On 23 April 2017 at 01:19, Andres Freund <andres@anarazel.de> wrote:
> On 2017-04-22 19:55:18 -0400, Tom Lane wrote:
>> Now that we've got consistent failure reports about the 009_twophase.pl
>> recovery test, I set out to find out why it's failing. It looks to me
>> like the reason is that this (twophase.c:2145):
>>
>> SubTransSetParent(xid, subxid, overwriteOK);
>>
>> ought to be this:
>>
>> SubTransSetParent(subxid, xid, overwriteOK);
>>
>> because the definition of SubTransSetParent is
>>
>> void
>> SubTransSetParent(TransactionId xid, TransactionId parent, bool overwriteOK)
>>
>> not the other way 'round.
>>
>> While "git blame" blames this line on the recent commit 728bd991c,
>> that just moved the call from somewhere else. AFAICS this has actually
>> been wrong since StandbyRecoverPreparedTransactions was written,
>> in 361bd1662 of 2010-04-13.
>
>> Also, when I fix that, it gets further but still crashes at the same
>> Assert in SubTransSetParent. The proximate cause this time seems to be
>> that RecoverPreparedTransactions's calculation of overwriteOK is wrong:
>> it's computing that as "false", but in reality the subtrans link in
>> question has already been set.
>>
>
> Yikes. This is clearly way undertested. It's also pretty scary that
> the code has recently been whacked out quite heavily (both 9.6 and
> master), without hitting anything around this - doesn't seem to bode
> well for how in-depth the testing was.
Obviously if there is a bug it's because tests didn't find it and
therefore it is by definition undertested for that specific bug.
I'm not sure what other conclusion you wish to draw, if any?

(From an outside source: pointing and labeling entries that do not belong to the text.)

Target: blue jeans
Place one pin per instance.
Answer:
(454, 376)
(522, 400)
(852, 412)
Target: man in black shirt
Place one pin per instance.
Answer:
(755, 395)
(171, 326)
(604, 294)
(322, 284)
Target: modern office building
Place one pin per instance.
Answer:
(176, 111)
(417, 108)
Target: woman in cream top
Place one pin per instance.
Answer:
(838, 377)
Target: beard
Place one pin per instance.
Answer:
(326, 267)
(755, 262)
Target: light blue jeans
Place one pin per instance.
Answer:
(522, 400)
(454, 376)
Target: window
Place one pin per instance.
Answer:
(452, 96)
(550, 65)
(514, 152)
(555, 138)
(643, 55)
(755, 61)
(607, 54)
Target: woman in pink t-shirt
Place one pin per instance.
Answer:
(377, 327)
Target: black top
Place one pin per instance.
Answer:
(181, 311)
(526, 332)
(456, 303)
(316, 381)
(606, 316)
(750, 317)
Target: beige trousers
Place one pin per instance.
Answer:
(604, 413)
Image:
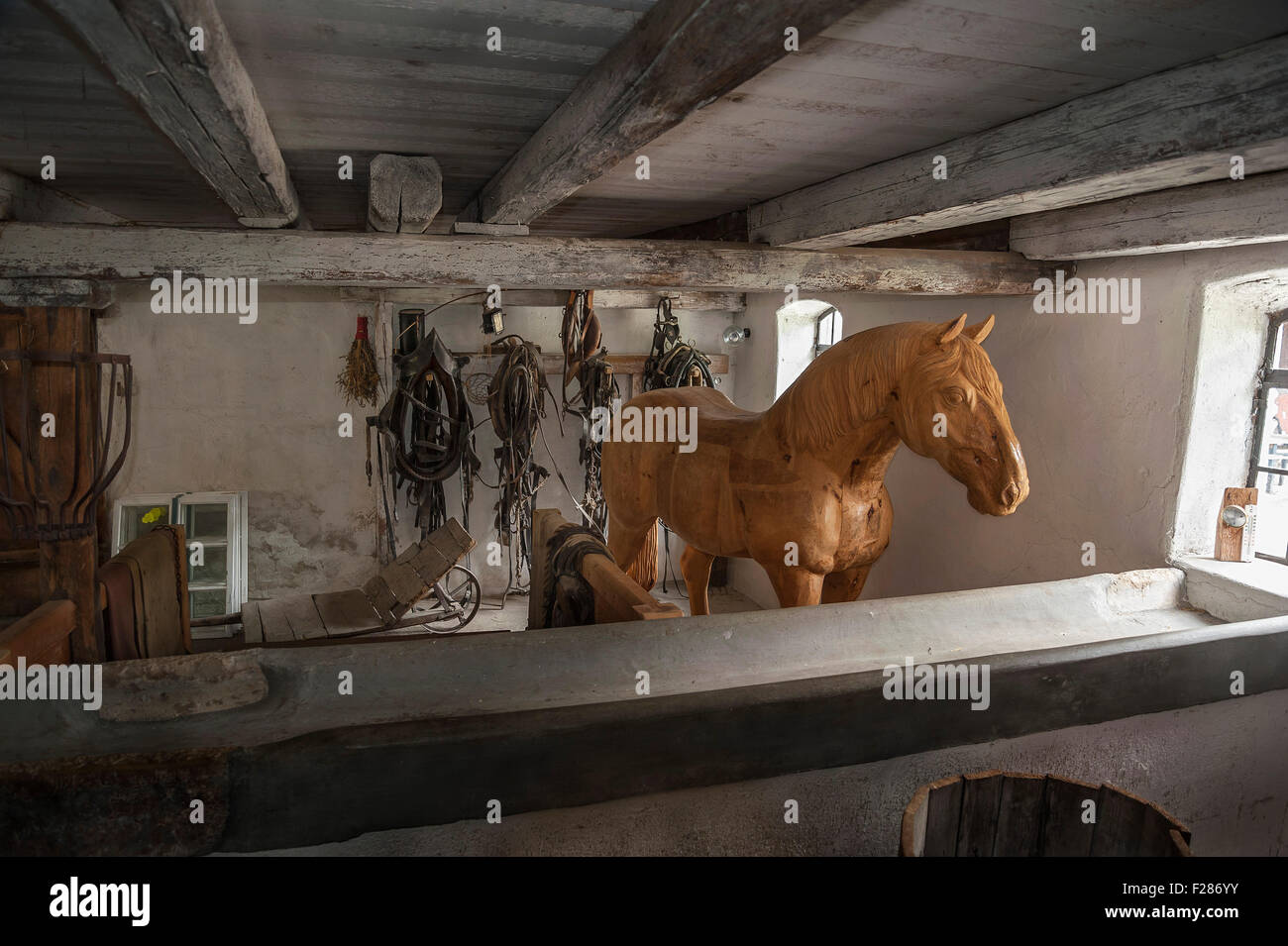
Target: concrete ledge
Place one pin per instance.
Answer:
(503, 674)
(342, 783)
(1235, 589)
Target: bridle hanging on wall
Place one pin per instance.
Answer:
(516, 402)
(596, 387)
(674, 364)
(426, 429)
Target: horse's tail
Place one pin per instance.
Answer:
(643, 568)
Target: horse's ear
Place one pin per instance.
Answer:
(980, 331)
(953, 330)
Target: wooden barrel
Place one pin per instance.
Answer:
(1000, 813)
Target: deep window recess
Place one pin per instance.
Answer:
(827, 330)
(218, 521)
(1267, 469)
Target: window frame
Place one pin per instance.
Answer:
(819, 345)
(239, 536)
(1267, 377)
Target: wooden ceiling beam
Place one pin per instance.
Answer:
(679, 56)
(694, 300)
(382, 259)
(201, 99)
(1170, 129)
(1201, 216)
(26, 200)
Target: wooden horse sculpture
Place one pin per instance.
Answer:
(800, 486)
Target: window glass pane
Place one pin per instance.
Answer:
(214, 571)
(1274, 430)
(1273, 514)
(140, 520)
(207, 604)
(207, 520)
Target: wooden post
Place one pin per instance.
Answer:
(67, 567)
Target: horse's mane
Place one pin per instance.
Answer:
(850, 382)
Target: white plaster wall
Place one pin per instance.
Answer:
(219, 405)
(1100, 409)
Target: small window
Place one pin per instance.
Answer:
(1267, 470)
(827, 330)
(217, 583)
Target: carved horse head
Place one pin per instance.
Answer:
(951, 409)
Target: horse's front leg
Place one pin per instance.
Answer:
(696, 568)
(845, 585)
(794, 584)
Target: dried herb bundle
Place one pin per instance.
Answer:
(360, 381)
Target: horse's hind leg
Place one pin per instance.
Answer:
(634, 550)
(794, 584)
(845, 585)
(696, 568)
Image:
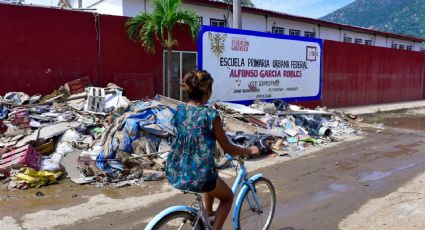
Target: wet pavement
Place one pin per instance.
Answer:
(314, 191)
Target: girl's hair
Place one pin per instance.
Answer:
(196, 83)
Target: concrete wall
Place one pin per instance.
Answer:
(360, 75)
(249, 22)
(40, 51)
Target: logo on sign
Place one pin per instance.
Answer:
(311, 53)
(217, 42)
(240, 44)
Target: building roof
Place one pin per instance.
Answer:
(222, 5)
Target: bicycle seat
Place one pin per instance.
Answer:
(189, 192)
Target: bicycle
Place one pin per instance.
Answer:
(252, 210)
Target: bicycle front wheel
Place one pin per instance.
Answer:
(180, 220)
(252, 217)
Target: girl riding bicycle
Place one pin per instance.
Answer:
(191, 165)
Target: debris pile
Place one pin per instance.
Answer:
(96, 135)
(282, 128)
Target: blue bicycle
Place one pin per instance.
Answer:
(254, 206)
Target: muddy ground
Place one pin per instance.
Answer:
(340, 186)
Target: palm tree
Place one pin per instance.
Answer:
(245, 3)
(147, 27)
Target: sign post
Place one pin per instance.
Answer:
(250, 65)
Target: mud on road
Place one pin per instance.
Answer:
(316, 191)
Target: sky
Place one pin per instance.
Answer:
(306, 8)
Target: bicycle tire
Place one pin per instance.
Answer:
(246, 225)
(167, 220)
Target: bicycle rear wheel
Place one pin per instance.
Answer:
(252, 217)
(180, 220)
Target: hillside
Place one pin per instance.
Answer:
(397, 16)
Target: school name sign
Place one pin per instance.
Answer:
(248, 65)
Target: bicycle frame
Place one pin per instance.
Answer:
(241, 182)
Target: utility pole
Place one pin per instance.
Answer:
(237, 14)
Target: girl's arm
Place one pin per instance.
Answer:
(228, 147)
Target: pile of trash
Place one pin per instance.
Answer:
(283, 129)
(96, 135)
(90, 134)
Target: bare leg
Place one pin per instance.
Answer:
(209, 200)
(225, 195)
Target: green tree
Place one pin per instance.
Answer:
(147, 27)
(245, 3)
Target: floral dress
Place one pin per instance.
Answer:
(191, 162)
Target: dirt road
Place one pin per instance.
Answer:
(340, 187)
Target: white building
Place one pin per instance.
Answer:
(220, 14)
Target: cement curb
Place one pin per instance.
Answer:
(369, 109)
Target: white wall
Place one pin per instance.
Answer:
(112, 7)
(133, 7)
(252, 22)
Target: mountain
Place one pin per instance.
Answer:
(397, 16)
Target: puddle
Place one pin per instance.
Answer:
(333, 189)
(376, 175)
(339, 187)
(416, 123)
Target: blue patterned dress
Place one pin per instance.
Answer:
(191, 161)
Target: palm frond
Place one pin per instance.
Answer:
(146, 27)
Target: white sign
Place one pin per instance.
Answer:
(248, 65)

>> It's not clear to me how much potential this has to create user data
>> corruption, but it doesn't look good at first glance. Discuss.
>
> Hm. I think it can cause wrong tqual.c results in some edge cases.
> During HS, lastOverflowedXid will be set in some cases, and then
> XidInMVCCSnapshot etc will not find the actual toplevel xid, which'll in
> turn cause lookups snapshot->subxip (where all HS xids reside)

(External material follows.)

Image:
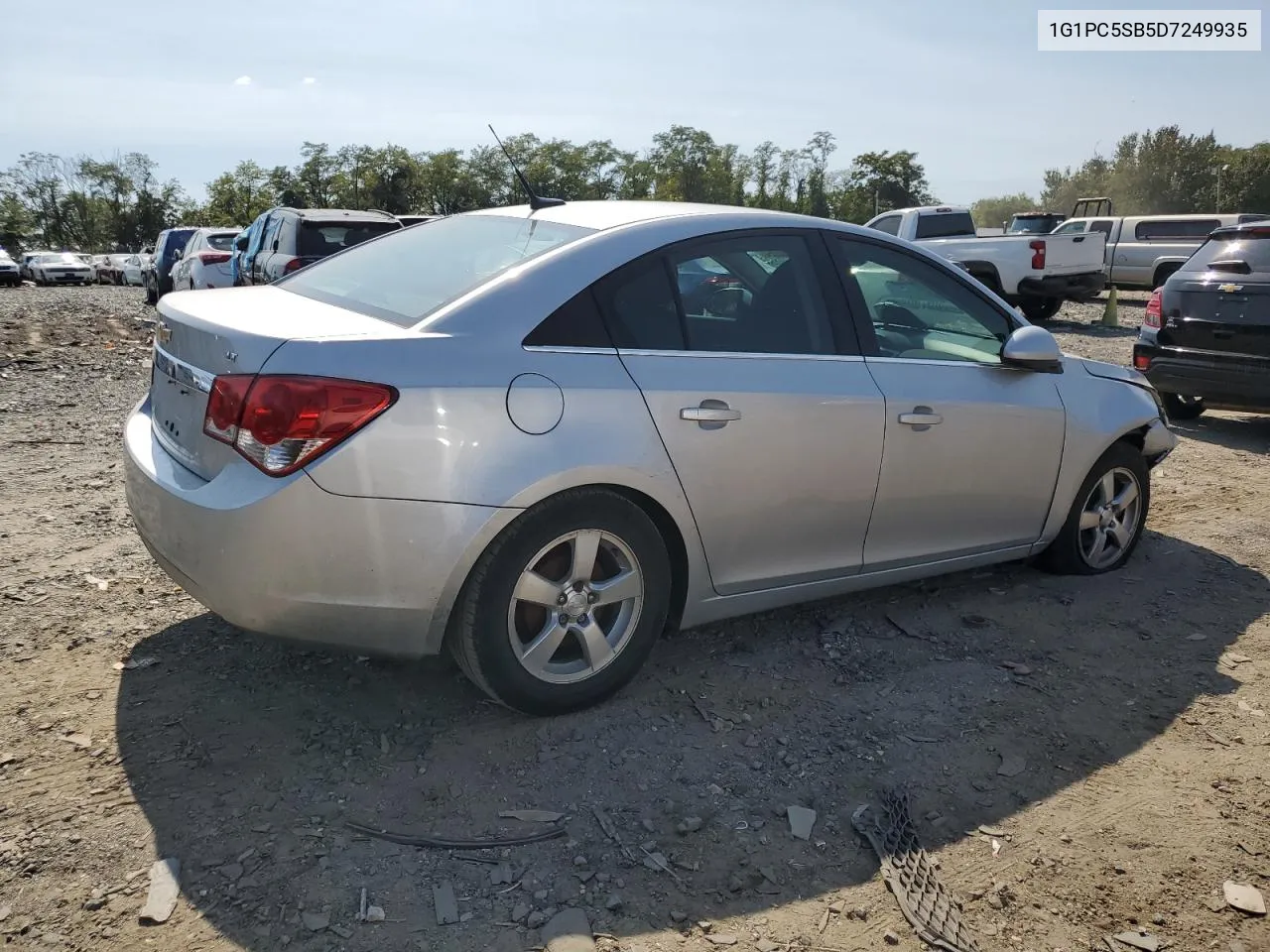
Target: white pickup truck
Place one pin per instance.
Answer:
(1037, 273)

> potentially return wrong results.
>
> I was about to say that I don't see how it could result in persistent
> corruption however - the subtrans lookups are only done for
> (snapshot->xmin, snapshot->xmax] and subtrans is truncated
> regularly. But these days CHECKPOINT_END_OF_RECOVERY isn't obligatory
> anymore, so that might be delayed. Hm.
I've not found any reason, yet, to believe we return wrong answers in
any case, even though the transient data structure pg_subtrans is
corrupted by the switched call Tom discovers.